In this current cohort of 25 infants, chemical shift MRI proved to be a rapid, accurate and repeatable method of body composition analysis that may be feasible for implementation in routine nutritional management of preterm-born infants. Body weight calculated by chemical shift MRI was highly correlated with actual measured body weight. Furthermore, these chemical shift MR images can be used to quantify lean body mass and fat mass with high repeatability. Chemical shift MRI is also highly detailed as we were able to visualize both total and regional adipose tissue depots at 1 mm3 isotropic resolution. In seeking to better understand the differential growth of preterm versus full-term infants, it may be important to track not just whole body fat accumulation but also the fat distribution; with such high resolution.

CONCLUSION

In summary, chemical shift MRI represents a safe, rapid, robust and detailed method of body composition analysis that holds potential to reform the way we monitor growth in newborns and to optimize the nutritional management of those infants born preterm. As growth and nutrition during the neonatal period are critical determinants of an infant’s later development and health status, novel imaging methods such as chemical shift MRI may allow clinicians to continue to advance strategies for optimally nourishing and monitoring growth in newborns.

Acknowledgements

No acknowledgement found.

References

1. Ma J. Magn Reson Med. 2004;52:415-419.

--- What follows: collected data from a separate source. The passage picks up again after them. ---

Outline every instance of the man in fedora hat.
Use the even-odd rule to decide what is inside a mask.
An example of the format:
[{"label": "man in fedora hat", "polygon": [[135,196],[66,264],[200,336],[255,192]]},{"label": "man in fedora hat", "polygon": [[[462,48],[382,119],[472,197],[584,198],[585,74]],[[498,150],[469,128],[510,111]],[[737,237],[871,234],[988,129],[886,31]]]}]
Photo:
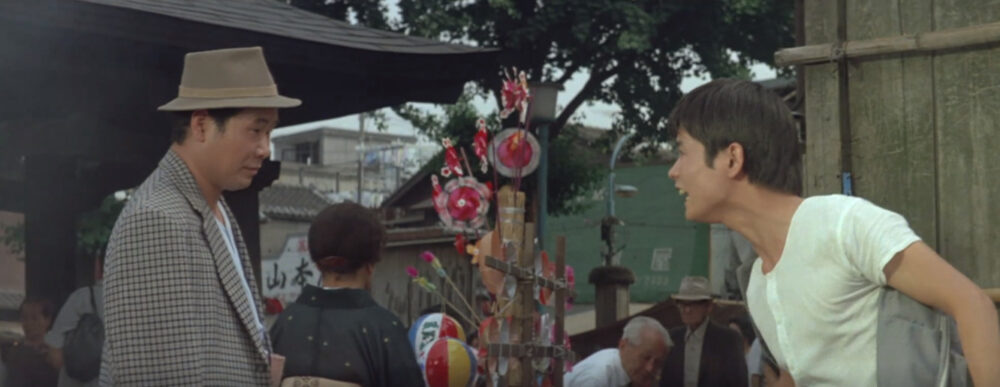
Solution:
[{"label": "man in fedora hat", "polygon": [[660,386],[740,386],[747,385],[747,364],[743,339],[732,329],[709,318],[714,306],[708,279],[684,277],[677,294],[684,326],[670,330],[676,343],[667,355]]},{"label": "man in fedora hat", "polygon": [[172,144],[115,223],[101,385],[265,386],[270,344],[246,243],[223,191],[270,156],[278,94],[261,48],[189,53]]}]

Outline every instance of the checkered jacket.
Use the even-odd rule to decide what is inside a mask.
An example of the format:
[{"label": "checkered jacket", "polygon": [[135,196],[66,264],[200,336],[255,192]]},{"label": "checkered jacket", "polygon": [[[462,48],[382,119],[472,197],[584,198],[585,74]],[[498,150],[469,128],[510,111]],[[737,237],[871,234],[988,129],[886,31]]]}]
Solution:
[{"label": "checkered jacket", "polygon": [[105,263],[102,386],[266,386],[270,343],[187,165],[168,151],[122,210]]}]

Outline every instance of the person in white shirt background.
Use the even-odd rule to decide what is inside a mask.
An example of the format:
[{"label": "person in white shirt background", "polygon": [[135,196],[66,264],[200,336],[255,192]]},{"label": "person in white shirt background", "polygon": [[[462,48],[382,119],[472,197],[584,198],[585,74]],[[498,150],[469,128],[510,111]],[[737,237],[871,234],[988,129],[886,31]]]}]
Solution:
[{"label": "person in white shirt background", "polygon": [[633,317],[622,329],[618,348],[594,352],[563,378],[565,387],[648,387],[658,383],[663,361],[674,344],[658,321]]},{"label": "person in white shirt background", "polygon": [[76,329],[77,324],[85,314],[94,313],[103,320],[103,279],[104,254],[100,253],[94,259],[94,285],[84,286],[70,294],[62,308],[59,309],[59,314],[56,315],[56,320],[52,323],[52,329],[49,329],[49,332],[45,334],[45,343],[52,347],[49,352],[49,361],[53,367],[59,370],[59,387],[96,387],[98,385],[97,378],[79,381],[66,373],[65,367],[63,367],[63,345],[66,343],[66,335]]},{"label": "person in white shirt background", "polygon": [[720,79],[668,120],[669,176],[685,217],[723,223],[759,254],[747,306],[777,361],[778,385],[876,385],[878,299],[886,285],[954,317],[973,382],[1000,385],[992,301],[902,216],[843,195],[802,198],[792,112],[773,92]]}]

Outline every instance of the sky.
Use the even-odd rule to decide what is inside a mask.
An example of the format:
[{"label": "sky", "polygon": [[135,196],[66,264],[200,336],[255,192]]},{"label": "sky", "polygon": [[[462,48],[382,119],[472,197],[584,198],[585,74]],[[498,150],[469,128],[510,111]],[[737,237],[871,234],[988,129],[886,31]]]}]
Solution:
[{"label": "sky", "polygon": [[[751,67],[753,72],[754,80],[771,79],[775,77],[775,71],[771,67],[764,64],[757,64]],[[708,82],[710,79],[707,77],[686,77],[681,81],[681,91],[688,92],[702,84]],[[566,106],[573,96],[580,92],[583,88],[584,83],[587,81],[586,73],[578,73],[572,77],[563,86],[563,91],[559,92],[557,97],[557,105],[559,107]],[[497,82],[500,82],[498,77]],[[441,112],[441,109],[434,104],[418,103],[415,104],[418,107],[432,112]],[[473,100],[473,105],[482,113],[488,113],[496,110],[496,102],[492,96],[488,99],[476,98]],[[409,121],[406,121],[399,116],[392,113],[391,110],[385,109],[387,112],[387,133],[392,134],[404,134],[404,135],[417,135],[417,131],[410,125]],[[583,104],[577,109],[576,113],[573,115],[574,120],[580,120],[584,125],[596,128],[611,128],[611,123],[615,118],[615,115],[621,111],[618,105],[610,105],[606,103],[594,103],[594,104]],[[285,136],[293,133],[298,133],[310,129],[315,129],[318,127],[335,127],[341,129],[358,129],[360,121],[358,121],[358,115],[352,114],[344,117],[332,118],[327,120],[315,121],[310,123],[304,123],[293,126],[286,126],[277,128],[274,132],[275,137]],[[366,126],[366,130],[372,130],[374,125],[370,122]]]}]

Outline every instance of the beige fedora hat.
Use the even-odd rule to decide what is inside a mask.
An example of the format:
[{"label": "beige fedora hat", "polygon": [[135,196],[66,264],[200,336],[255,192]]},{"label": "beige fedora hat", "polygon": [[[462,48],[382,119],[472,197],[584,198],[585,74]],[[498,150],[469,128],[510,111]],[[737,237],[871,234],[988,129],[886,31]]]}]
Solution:
[{"label": "beige fedora hat", "polygon": [[684,277],[681,280],[681,287],[677,289],[677,294],[670,296],[681,301],[703,301],[711,300],[712,291],[709,289],[708,278],[705,277]]},{"label": "beige fedora hat", "polygon": [[161,111],[221,108],[289,108],[302,104],[278,95],[260,47],[199,51],[184,56],[177,98]]}]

2. Ward SR, Lieber RL. J Biomech. 2005;38:2317-2320.

Figures

Figure 1: a) Lava-Flex water only image created as (IP+OP)/2, b) Lava-Flex fat only image created as (IP-OP)/2, c) Calculated ImageJ 32-bit fat fraction image as Fat/(Water+Fat). Abbreviations: IP = In-Phase, OP = Out-of-Phase.

Figure 2: a) The segmented water only binary mask containing voxels ≥ 5% of the series, b) The segmented fat only binary mask containing voxels ≥ 5% of the series, c) The combined total body binary mask including an erosion and dilation step, d) The final fat fraction map is then the product of Figure 1c * Figure 2c.

Figure 3: Correlation of the MRI determined body weight (calculated using equation 2) is shown versus the actual measured body weight performed on a digital scale at the time of the MRI scan (R2 = 0.87). The line of unity is shown in red which duly follows the distribution of the subjects and illustrates an accuracy in the technique.